The history: Upon traveling to Oxford, I was thrilled to begin to acquire knowledge about the great tales of Knights and the Round Table, Stonehenge, different cathedrals and kings. Imagining standing where kings stood, looking at the resting places of great English leaders, visiting the cites and living in the tales, I felt I would become a part of history. However, upon visiting these extravagant and rich historical cites, I wondered to myself about the history of Memphis. Why had I never willingly gone to the National Civil Rights Museum and stood where Dr. Martin Luther King Jr. stood? Why have I never visited Graceland and explored the place where beautiful music was made? Why had I chosen to remain within the walls of my school when there was history being made in Memphis that I could have been a part of? I realized, then, that I didn’t need to fly over an ocean to find such historical adventure; it had been right under my nose all along.

The restaurants: I won’t lie; the first thing that we college kids went looking for in Oxford was some good ol’ English pub food. We wanted the “British” ambiance, the dark wooden walls with wooden chairs, and coats of arms on the walls, low ceilings, and cozy corners to eat our food in. More than that, we searched for the best fish and chips, the most outlandish English breakfasts, and the most soothing teas. Never before have I spent so much time on the process of eating, enjoying three course meals in the dining hall, being served slowly, and having coffee after every meal while talking amongst friends. I wondered, then, why we don’t take so much care with our food in the states. Why don’t I go out of my way to find the most scrumptious, local food in Memphis and instead limit myself to chain restaurants? Can I not step outside my comfort zone and dare order something different, something new? Why do we speed through our meals, unable to enjoy the art of conversation and drink good coffee with friends, recognizing the value of the combination of quality food and quality time?

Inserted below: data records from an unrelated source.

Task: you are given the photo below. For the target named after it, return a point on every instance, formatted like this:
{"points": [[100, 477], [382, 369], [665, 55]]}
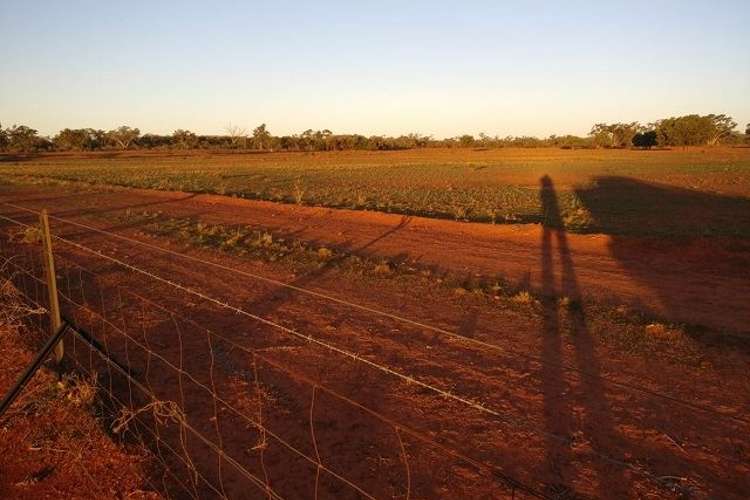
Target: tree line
{"points": [[688, 130]]}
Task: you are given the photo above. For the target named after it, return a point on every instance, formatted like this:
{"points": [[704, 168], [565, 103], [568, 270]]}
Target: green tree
{"points": [[79, 139], [261, 137], [184, 139], [3, 139], [22, 139], [123, 137], [721, 128], [645, 140], [466, 140]]}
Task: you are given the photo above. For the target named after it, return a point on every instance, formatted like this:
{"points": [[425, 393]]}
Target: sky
{"points": [[385, 67]]}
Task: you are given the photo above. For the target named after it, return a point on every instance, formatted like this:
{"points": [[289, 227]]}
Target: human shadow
{"points": [[559, 399], [691, 248]]}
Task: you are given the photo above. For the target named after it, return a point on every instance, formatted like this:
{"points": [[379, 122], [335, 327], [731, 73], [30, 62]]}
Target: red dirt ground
{"points": [[562, 431], [51, 447], [703, 281]]}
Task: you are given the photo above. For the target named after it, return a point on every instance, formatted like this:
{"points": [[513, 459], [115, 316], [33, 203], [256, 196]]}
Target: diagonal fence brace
{"points": [[51, 343]]}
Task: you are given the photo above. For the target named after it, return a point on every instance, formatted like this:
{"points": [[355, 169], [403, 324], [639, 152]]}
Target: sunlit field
{"points": [[697, 191]]}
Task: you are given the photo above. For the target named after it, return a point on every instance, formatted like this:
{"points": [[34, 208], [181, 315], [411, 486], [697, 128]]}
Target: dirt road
{"points": [[701, 281]]}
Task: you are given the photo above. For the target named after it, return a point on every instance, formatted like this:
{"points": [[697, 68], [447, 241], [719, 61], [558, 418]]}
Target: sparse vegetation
{"points": [[500, 186]]}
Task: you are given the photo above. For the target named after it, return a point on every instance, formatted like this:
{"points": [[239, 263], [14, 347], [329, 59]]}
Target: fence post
{"points": [[49, 266]]}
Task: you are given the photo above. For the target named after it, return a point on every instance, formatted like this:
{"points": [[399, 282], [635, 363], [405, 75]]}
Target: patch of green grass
{"points": [[622, 327], [670, 193]]}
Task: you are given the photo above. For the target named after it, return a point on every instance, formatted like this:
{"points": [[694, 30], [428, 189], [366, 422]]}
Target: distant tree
{"points": [[123, 137], [79, 139], [466, 140], [261, 137], [645, 140], [237, 135], [721, 127], [3, 139], [615, 135], [695, 130], [184, 139], [22, 139]]}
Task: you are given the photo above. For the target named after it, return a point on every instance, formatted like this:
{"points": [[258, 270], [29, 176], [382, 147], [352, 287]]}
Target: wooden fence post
{"points": [[49, 267]]}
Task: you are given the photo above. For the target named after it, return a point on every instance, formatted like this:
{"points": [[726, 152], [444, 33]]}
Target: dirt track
{"points": [[598, 415], [703, 281]]}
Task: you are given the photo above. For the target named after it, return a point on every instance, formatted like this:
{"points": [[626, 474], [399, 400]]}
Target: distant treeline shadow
{"points": [[692, 248], [626, 206]]}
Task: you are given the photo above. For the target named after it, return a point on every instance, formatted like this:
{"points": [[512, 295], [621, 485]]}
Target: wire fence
{"points": [[258, 408]]}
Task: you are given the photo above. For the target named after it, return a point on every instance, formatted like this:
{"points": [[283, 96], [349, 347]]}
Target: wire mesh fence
{"points": [[258, 408]]}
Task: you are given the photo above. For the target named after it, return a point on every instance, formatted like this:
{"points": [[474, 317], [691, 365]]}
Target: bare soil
{"points": [[572, 412], [51, 445]]}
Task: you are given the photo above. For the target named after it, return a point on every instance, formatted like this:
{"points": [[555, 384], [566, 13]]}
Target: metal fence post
{"points": [[49, 266]]}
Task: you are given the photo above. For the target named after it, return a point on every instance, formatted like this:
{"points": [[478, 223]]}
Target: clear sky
{"points": [[380, 67]]}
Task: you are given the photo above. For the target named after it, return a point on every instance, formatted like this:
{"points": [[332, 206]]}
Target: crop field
{"points": [[689, 192]]}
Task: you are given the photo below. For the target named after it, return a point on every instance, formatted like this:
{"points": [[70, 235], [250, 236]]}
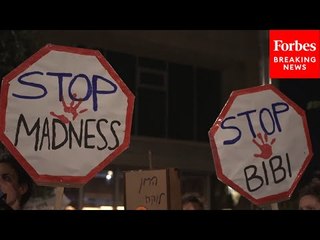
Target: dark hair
{"points": [[23, 177], [192, 199], [313, 188]]}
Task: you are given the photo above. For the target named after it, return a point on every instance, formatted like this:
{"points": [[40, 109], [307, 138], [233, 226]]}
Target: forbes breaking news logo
{"points": [[294, 54]]}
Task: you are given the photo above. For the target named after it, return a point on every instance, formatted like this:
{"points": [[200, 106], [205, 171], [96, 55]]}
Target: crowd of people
{"points": [[16, 188]]}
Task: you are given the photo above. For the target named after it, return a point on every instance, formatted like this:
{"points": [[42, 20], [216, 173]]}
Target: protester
{"points": [[309, 196], [15, 184], [192, 202]]}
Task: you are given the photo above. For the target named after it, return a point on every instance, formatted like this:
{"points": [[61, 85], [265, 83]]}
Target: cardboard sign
{"points": [[152, 190], [65, 114]]}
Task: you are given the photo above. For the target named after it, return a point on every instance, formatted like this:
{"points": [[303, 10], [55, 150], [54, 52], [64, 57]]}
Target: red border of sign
{"points": [[63, 180], [272, 198]]}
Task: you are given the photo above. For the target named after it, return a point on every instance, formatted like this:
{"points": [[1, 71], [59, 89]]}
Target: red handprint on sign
{"points": [[265, 147], [73, 109]]}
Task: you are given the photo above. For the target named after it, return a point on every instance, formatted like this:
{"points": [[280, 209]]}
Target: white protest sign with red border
{"points": [[261, 144], [65, 114]]}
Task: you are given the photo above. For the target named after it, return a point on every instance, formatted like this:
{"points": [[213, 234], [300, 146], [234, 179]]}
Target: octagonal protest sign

Due to initiatives like Project Green Fork, along with the multiple small business-oriented restaurants throughout Memphis, not to mention our BBQ staples such as Central BBQ, amongst many wonderful others, you would think that this would be easy an easy task. I recognize now that food in Memphis is special, so we might as well learn to enjoy.

The ability to explore on my own: I never understood the value of being able to do things on my own before coming to Oxford. The ability to eat a meal alone, walk the streets alone, meet people alone, see a show on your own, and sit and read alone are precious moments, ones that should not be taken for granted. So what am I going to do when I get back to Memphis? Take the time to appreciate my city all by myself. I will go to Overton Park alone, sit on a bench, and read while enjoying the sunlight, the surroundings, and the people. I will be unafraid to eat a meal by myself at Café Eclectic, drinking coffee, taking my time at the pace of which I please. I will go to the Orpheum to see my favorite musical, able to concentrate on the art taking place in front of me, and I will walk down the streets of downtown and Mud Island, becoming a part of the city itself and recognizing the beauty that lies there without distraction. England is not the only place that offers treasures to be found; you just have to take the time to explore, not only a city, but yourself, to find the wonders of Memphis that aren’t as hidden as one might think.

So, take some time to explore your own backyard in Memphis. See a show at the Levitt Shell or explore the Brooks Museum. Try that new restaurant that seems like a hole in the wall, or take a few friends down Beale Street. Watch the Peabody ducks, or take that dangerous looking ally down to Rendezvous because you know it’s secretly worth it. Go to the Zoo because you want to see the animals, and on Tuesdays, it’s free, so you have no excuse. Lastly, don’t be afraid to explore in solitude. It is a lot cheaper than therapy or having to travel thousands of miles to find what you already have right on your fingertips; a city that allows you to find adventure, exploration, community, and a sense of self.